Compute chi-square association between two categorical variables

Performs a Pearson chi-square test of independence on the pairwise-complete observations of two categorical variables. Returns the test statistic, p-value, degrees of freedom, and the contingency table used.

Usage

compute_assoc(
  x,
  y,
  correct = FALSE,
  simulate_p = FALSE,
  B = 2000L,
  x_name = NULL,
  y_name = NULL
)

Arguments

x: A factor, character, or logical vector.
y: A factor, character, or logical vector of the same length as x.
correct: Logical. Whether to apply Yates' continuity correction for 2x2 tables. Default FALSE to keep results comparable with effect size formulas that do not incorporate the correction (Agresti, 2002, p. 77).
simulate_p: Logical. If TRUE, the p-value is estimated by Monte Carlo simulation. Recommended when expected cell frequencies are small. Default FALSE.
B: Integer. Monte Carlo resamples when simulate_p = TRUE. Default 2000L.
x_name, y_name: Optional character. Variable names used in warning messages to identify which pair triggered a sparsity warning. If NULL (default), the names are deparsed from the call. Primarily used internally by build_graph; users do not normally supply these.

Value

A named list with:

statistic: The chi-square test statistic.
p_value: The p-value of the test.
df: Degrees of freedom (NA under simulate_p = TRUE).
n: Number of pairwise-complete observations.
table: The contingency table.
type: Table type from detect_type.

Details

Rows with NA in either x or y are removed before tabulation (pairwise deletion).

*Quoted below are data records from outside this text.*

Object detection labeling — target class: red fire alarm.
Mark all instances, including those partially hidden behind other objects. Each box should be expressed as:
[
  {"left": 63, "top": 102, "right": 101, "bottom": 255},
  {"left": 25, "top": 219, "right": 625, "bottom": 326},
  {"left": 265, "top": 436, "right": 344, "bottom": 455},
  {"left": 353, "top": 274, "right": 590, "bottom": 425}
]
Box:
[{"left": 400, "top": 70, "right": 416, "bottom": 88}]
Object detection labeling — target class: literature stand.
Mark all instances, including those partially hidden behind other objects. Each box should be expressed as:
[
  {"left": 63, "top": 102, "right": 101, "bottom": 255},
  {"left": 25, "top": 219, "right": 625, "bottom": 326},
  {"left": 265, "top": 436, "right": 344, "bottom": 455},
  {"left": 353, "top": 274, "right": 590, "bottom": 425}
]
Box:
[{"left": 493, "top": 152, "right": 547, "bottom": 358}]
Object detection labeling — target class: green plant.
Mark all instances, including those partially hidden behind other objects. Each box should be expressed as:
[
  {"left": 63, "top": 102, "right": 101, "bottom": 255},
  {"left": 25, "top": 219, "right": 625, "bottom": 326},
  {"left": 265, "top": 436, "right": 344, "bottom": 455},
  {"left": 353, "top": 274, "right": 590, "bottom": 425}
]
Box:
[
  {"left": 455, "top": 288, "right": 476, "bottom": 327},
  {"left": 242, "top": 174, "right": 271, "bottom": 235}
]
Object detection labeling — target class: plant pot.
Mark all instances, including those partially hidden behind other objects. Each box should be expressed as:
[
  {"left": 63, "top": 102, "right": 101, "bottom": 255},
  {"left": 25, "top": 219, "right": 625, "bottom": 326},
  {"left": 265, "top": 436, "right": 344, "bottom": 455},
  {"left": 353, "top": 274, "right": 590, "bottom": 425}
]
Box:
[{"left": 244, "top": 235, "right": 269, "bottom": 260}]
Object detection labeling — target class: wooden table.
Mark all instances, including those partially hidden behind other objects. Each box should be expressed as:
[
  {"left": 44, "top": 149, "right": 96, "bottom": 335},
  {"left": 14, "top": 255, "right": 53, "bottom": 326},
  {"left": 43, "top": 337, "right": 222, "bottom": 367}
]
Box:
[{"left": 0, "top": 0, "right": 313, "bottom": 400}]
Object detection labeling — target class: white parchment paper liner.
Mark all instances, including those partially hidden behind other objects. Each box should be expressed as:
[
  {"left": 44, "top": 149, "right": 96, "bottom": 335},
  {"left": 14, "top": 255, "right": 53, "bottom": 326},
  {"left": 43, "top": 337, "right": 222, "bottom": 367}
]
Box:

Two warning conditions are checked:

Any expected count < 5 (Cochran, 1954): a minor sparsity warning. Consider simulate_p = TRUE.
Severe sparsity - either more than 20% of cells have expected count < 5, or in a table of minimum dimension \(\geq 3\) the observations-to-cells ratio is below 5. In this regime the chi-square approximation is unreliable and Cramer's V becomes numerically unstable, especially in its classical (uncorrected) form. Consider collapsing categories, enabling bias correction (corrected = TRUE in effect_size), or using simulate_p = TRUE.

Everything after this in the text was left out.